Erst Ende November hatte die Trump-Regierung eine Vorschrift für die Ausführung der Todesstrafe auf Bundesebene geändert. Demnach werden künftig neben dem Tod durch die Giftspritze auch andere Hinrichtungsmethoden wie Erschiessungen, der elektrischen Stuhl oder tödliches Gas zulassen. Angewendet werden sie ab dem 24. Dezember.
Unversöhnlich bis zuletzt
Entsprechend laut ist die Kritik in den USA, von einem regelrechten «Hinrichtungsrausch» Trumps bis zum 20. Januar ist die Rede. Beobachter sind sich einig: Der abtretende Präsident will sich politisch bis zuletzt demonstrativ vom künftigen demokratischen Präsidenten abheben – und Zeichen der Stärke und der ideologischen Unversöhnlichkeit aussenden (mehr dazu findet ihr hier).

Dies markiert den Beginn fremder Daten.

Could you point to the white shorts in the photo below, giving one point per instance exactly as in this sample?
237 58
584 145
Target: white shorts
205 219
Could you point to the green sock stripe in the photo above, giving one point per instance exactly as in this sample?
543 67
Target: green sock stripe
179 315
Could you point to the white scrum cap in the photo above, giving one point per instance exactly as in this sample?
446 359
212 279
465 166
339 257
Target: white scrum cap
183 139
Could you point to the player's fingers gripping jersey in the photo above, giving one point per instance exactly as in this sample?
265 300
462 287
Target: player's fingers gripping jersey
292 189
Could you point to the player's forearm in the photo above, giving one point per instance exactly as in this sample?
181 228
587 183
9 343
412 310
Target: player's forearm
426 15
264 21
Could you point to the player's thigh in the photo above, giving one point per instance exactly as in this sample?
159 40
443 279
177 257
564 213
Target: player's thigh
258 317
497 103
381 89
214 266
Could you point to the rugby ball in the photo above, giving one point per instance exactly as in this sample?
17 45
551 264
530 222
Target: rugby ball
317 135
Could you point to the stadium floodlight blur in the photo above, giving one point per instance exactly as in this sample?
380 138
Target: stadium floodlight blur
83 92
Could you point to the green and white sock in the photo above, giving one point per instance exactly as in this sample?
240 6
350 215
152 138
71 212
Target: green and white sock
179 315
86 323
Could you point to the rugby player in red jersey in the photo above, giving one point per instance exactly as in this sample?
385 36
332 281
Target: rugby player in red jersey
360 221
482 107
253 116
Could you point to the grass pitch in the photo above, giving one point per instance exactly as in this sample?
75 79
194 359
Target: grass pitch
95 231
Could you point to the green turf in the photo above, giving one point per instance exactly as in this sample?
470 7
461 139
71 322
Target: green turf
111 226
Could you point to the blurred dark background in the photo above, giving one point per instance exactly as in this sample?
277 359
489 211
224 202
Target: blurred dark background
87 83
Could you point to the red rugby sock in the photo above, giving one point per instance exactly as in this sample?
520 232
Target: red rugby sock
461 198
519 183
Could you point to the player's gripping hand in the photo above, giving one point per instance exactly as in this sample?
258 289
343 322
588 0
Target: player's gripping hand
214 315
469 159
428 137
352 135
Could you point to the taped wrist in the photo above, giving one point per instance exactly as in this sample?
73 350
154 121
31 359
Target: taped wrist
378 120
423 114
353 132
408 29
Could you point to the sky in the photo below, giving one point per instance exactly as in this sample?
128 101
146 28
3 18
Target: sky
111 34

Trump-Nachfolger Joe Biden ist ein Gegner der Todesstrafe. Es wird erwartet, dass der Demokrat die Todesstrafe auf Bundesebene wieder aussetzen wird – und zwar noch am Tag seiner Amtseinführung am 21. Januar.
Erfolglose Promis
Kim Kardashian und Staranwälte
Reality-TV-Star Kim Kardashian schrieb am Donnerstag auf Twitter: «Es ist der Tag der Menschenrechte, und hier in den Vereinigten Staaten richten wir jemanden hin, der zum Zeitpunkt des Verbrechens 18 war, nicht der Schütze war und sich rehabilitiert hat. So beschämend.» Kardashian pflegt eigentlich gute Beziehungen zu US-Präsident Donald Trump. Doch sie blieb mit ihrer Aufforderung, die Hinrichtung auszusetzen, ebenso erfolglos wie die beiden prominenten US-Anwälte Alan Dershowitz und Ken Starr. Sie hatten in letzter Minute beantragt, die Vollstreckung der Todesstrafe für 14 Tage auszusetzen. Beide kennen den US-Präsidenten gut. Sie hatten Trump in dessen Amtsenthebungsverfahren im Kongress verteidigt.